Legal and commercial considerations
One reason for the evolution and broad-based adoption of SMAs has been the market shift to alignment of liquidity terms (termination rights and ability to decrease notional trading value) with those of parallel commingled funds and other SMAs. Historically, SMA clients often demanded preferential liquidity compared to parallel commingled funds, creating fiduciary complexities and operational challenges for the manager. Now, managers often can secure SMA client agreement to liquidity terms that match (or nearly match) those of their parallel commingled funds and SMAs, reducing the risk of misalignment and ensuring fair treatment across investor types.
The contractual terms of SMAs also have become more sophisticated. For example, the parties now devote significant attention to leverage and financing mechanics. Key questions include how the cost of financing is allocated and how those costs are factored into management and performance fees. Expense allocation is another area of focus. Historically, SMA investors often paid fewer expenses (for example, research or alternative data costs) than their commingled fund counterparts, leaving managers to absorb the shortfall. Now, however, there often is far greater alignment, with SMAs typically bearing their proportional share of these expenses.

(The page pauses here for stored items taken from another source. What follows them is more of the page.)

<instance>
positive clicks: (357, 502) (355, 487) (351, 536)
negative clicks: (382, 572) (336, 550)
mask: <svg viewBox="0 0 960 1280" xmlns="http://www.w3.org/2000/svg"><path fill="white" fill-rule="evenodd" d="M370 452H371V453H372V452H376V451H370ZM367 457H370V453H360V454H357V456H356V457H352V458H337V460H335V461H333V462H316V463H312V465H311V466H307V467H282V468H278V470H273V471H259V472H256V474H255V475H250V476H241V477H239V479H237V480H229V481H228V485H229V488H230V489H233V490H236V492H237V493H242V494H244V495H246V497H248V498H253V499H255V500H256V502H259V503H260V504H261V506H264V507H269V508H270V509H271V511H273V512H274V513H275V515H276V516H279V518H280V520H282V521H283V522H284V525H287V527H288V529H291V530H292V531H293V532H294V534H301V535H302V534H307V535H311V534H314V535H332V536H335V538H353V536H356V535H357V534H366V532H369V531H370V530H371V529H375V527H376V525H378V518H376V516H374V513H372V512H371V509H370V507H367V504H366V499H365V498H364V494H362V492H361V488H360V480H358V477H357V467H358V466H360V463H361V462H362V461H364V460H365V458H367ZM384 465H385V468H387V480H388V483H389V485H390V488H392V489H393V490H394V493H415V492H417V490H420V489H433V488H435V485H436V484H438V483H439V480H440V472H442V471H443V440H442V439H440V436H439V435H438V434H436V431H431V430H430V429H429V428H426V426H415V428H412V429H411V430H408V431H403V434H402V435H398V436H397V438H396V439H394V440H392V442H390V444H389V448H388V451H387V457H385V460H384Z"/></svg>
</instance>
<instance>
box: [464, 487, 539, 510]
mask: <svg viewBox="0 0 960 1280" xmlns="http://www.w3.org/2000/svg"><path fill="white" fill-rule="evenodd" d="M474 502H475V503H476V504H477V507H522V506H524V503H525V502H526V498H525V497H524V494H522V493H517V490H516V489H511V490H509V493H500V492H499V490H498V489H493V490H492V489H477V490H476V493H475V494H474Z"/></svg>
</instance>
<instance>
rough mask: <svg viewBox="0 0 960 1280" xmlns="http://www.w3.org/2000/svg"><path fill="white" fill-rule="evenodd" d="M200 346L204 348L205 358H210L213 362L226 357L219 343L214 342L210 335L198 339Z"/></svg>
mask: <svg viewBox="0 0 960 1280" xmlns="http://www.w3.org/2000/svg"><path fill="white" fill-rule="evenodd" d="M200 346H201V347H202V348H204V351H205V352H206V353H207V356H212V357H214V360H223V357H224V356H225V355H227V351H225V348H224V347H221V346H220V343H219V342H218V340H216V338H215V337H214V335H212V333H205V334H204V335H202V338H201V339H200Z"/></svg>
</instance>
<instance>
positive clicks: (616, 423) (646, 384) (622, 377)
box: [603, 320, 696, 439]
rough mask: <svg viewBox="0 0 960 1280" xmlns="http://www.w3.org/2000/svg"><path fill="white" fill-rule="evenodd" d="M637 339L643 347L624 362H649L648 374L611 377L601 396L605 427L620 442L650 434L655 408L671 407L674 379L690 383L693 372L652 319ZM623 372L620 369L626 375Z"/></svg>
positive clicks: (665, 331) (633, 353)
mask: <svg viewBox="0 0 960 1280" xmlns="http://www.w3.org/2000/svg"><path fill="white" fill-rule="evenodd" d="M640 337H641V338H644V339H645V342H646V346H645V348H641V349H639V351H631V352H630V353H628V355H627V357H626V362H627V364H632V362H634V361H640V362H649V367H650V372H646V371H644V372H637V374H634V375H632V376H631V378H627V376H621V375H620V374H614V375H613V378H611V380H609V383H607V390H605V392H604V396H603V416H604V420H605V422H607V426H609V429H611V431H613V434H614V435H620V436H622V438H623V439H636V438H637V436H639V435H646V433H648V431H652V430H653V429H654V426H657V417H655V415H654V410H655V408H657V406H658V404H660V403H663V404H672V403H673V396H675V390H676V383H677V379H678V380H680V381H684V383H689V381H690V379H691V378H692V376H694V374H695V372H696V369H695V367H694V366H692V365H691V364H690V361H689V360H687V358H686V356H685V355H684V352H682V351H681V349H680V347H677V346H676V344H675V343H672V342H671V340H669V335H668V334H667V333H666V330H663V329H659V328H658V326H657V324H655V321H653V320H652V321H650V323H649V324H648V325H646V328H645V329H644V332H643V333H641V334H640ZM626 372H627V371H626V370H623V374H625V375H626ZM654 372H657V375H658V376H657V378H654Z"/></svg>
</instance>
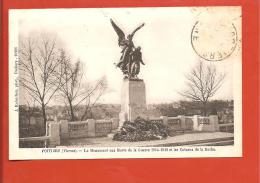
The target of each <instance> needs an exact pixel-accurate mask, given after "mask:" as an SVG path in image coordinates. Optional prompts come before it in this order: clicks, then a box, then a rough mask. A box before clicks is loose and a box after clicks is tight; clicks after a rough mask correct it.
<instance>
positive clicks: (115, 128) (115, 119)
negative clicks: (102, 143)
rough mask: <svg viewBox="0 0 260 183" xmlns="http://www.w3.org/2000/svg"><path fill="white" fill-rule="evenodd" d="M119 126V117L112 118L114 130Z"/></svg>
mask: <svg viewBox="0 0 260 183" xmlns="http://www.w3.org/2000/svg"><path fill="white" fill-rule="evenodd" d="M118 126H119V119H118V118H112V130H115V129H117V128H118Z"/></svg>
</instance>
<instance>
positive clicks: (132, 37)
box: [130, 23, 144, 38]
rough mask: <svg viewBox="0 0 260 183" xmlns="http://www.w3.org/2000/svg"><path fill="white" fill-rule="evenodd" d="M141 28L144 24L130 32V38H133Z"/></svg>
mask: <svg viewBox="0 0 260 183" xmlns="http://www.w3.org/2000/svg"><path fill="white" fill-rule="evenodd" d="M143 26H144V23H143V24H142V25H140V26H139V27H137V28H136V29H135V30H134V31H133V32H132V34H130V36H131V38H133V37H134V34H135V33H136V32H137V31H138V30H139V29H141V28H142V27H143Z"/></svg>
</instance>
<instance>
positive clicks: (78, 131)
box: [60, 118, 119, 139]
mask: <svg viewBox="0 0 260 183" xmlns="http://www.w3.org/2000/svg"><path fill="white" fill-rule="evenodd" d="M118 125H119V119H116V118H113V119H109V120H106V119H104V120H94V119H88V120H86V121H76V122H68V121H60V128H61V130H60V131H61V134H60V136H61V138H62V139H66V138H84V137H103V136H106V135H107V134H109V133H111V132H112V130H115V129H117V128H118Z"/></svg>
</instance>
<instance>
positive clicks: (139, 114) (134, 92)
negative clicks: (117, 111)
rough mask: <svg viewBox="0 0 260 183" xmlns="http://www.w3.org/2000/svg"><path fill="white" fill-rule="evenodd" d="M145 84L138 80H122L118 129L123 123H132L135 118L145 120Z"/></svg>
mask: <svg viewBox="0 0 260 183" xmlns="http://www.w3.org/2000/svg"><path fill="white" fill-rule="evenodd" d="M146 111H147V106H146V93H145V83H144V81H143V80H140V79H124V81H123V85H122V90H121V112H120V114H119V119H120V122H119V127H121V126H122V124H123V122H125V121H134V120H135V119H136V118H137V117H142V118H146Z"/></svg>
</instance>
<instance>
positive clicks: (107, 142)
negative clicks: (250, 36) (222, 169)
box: [9, 6, 242, 160]
mask: <svg viewBox="0 0 260 183" xmlns="http://www.w3.org/2000/svg"><path fill="white" fill-rule="evenodd" d="M241 16H242V15H241V7H236V6H230V7H221V6H220V7H214V6H213V7H171V8H166V7H165V8H163V7H161V8H159V7H157V8H79V9H27V10H26V9H20V10H9V42H10V44H9V101H10V103H9V118H10V122H9V145H10V147H9V158H10V159H16V160H19V159H95V158H97V159H99V158H182V157H241V156H242V48H241V45H242V43H241V41H242V35H241V31H242V25H241Z"/></svg>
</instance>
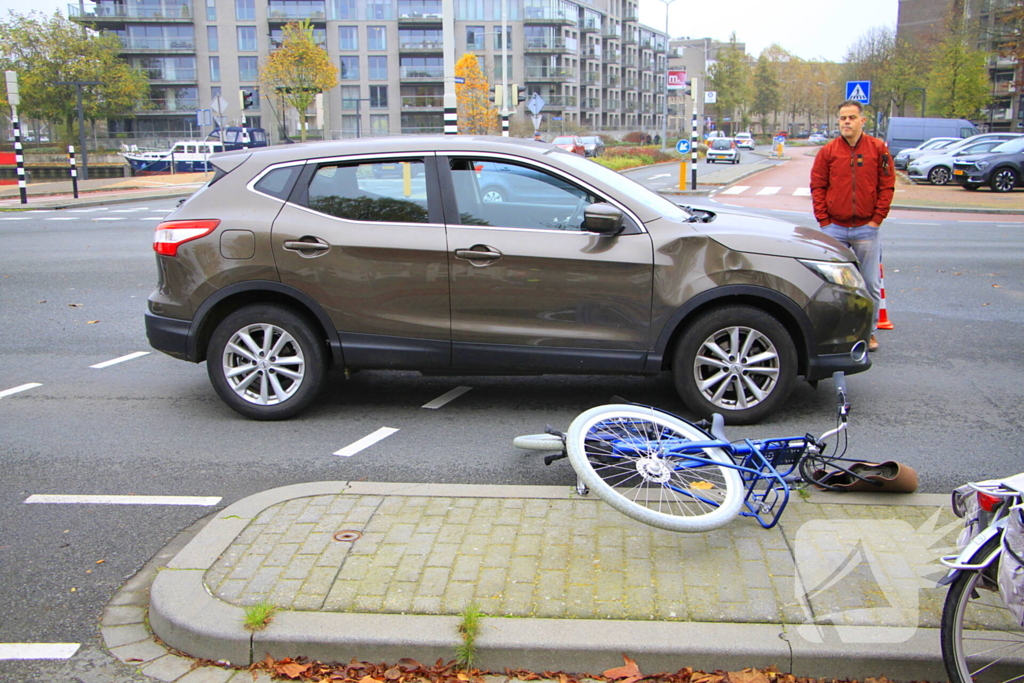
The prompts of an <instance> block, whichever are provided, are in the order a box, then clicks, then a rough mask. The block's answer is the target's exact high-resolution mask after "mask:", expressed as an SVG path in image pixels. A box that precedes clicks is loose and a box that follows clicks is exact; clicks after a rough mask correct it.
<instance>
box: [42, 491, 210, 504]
mask: <svg viewBox="0 0 1024 683" xmlns="http://www.w3.org/2000/svg"><path fill="white" fill-rule="evenodd" d="M25 502H26V503H46V504H58V505H201V506H211V505H216V504H217V503H220V497H219V496H70V495H68V496H66V495H60V494H33V495H32V496H30V497H29V498H27V499H25Z"/></svg>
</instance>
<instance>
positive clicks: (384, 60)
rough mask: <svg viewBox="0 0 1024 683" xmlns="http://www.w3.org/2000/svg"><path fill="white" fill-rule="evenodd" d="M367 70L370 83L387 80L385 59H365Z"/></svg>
mask: <svg viewBox="0 0 1024 683" xmlns="http://www.w3.org/2000/svg"><path fill="white" fill-rule="evenodd" d="M367 68H368V69H369V70H370V80H371V81H386V80H387V57H385V56H372V57H367Z"/></svg>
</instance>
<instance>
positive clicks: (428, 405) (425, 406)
mask: <svg viewBox="0 0 1024 683" xmlns="http://www.w3.org/2000/svg"><path fill="white" fill-rule="evenodd" d="M472 388H473V387H456V388H454V389H452V390H451V391H449V392H447V393H443V394H441V395H440V396H437V398H434V399H433V400H432V401H430V402H428V403H424V404H423V405H422V408H428V409H430V410H432V411H436V410H437V409H438V408H440V407H441V405H443V404H445V403H447V402H451V401H453V400H455V399H456V398H458V397H459V396H461V395H462V394H464V393H466V392H467V391H469V390H470V389H472Z"/></svg>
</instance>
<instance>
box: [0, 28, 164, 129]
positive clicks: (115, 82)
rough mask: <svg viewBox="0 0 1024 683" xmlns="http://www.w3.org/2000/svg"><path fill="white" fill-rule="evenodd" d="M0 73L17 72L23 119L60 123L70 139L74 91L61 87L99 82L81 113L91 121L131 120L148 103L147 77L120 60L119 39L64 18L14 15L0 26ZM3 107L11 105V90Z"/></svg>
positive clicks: (66, 87)
mask: <svg viewBox="0 0 1024 683" xmlns="http://www.w3.org/2000/svg"><path fill="white" fill-rule="evenodd" d="M0 45H3V50H2V54H0V69H3V70H11V71H15V72H17V78H18V86H19V90H20V95H22V104H20V106H19V108H18V114H19V115H20V116H22V117H24V118H32V119H40V120H44V121H49V122H51V123H59V124H62V125H63V128H65V134H63V137H65V140H71V139H73V138H74V137H75V134H74V126H75V122H76V121H77V118H78V117H77V109H76V97H75V86H73V85H58V84H59V83H60V82H73V81H98V82H99V85H92V86H87V87H84V88H83V91H82V110H83V114H84V117H85V118H86V119H89V120H90V121H93V122H94V121H96V120H99V119H105V118H110V117H130V116H133V114H134V112H135V110H137V109H143V108H144V106H146V103H147V102H148V93H150V84H148V81H147V80H146V78H145V75H144V74H142V72H140V71H138V70H137V69H133V68H131V67H130V66H129V65H128V62H126V61H125V60H124V59H123V58H121V56H120V54H121V51H122V49H123V45H122V44H121V41H120V40H119V39H118V38H117V36H114V35H109V34H97V33H96V32H94V31H91V30H89V29H86V28H84V27H81V26H78V25H77V24H75V23H74V22H71V20H70V19H68V18H66V17H65V16H62V15H61V14H59V13H54V14H53V15H52V16H46V15H45V14H42V13H40V12H30V13H28V14H17V13H15V12H9V13H8V16H7V19H6V20H4V22H0ZM0 98H2V104H3V105H4V106H6V105H7V101H6V90H5V89H4V91H3V93H2V95H0Z"/></svg>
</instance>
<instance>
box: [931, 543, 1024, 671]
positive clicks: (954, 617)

The SMA has evolved into a flexible, institutionally accepted investment structure that is increasingly attractive to asset managers and investors alike. Whether as part of launch capital, a platform deployment tool, or a bespoke co-investment arrangement, SMAs now are a key focus of manager-investor relationships, reshaping the commercial and legal terrain of asset management. As the market continues to innovate, we believe that SMAs are poised to remain at the forefront of investment structuring, offering tailored solutions in an increasingly complex investment landscape.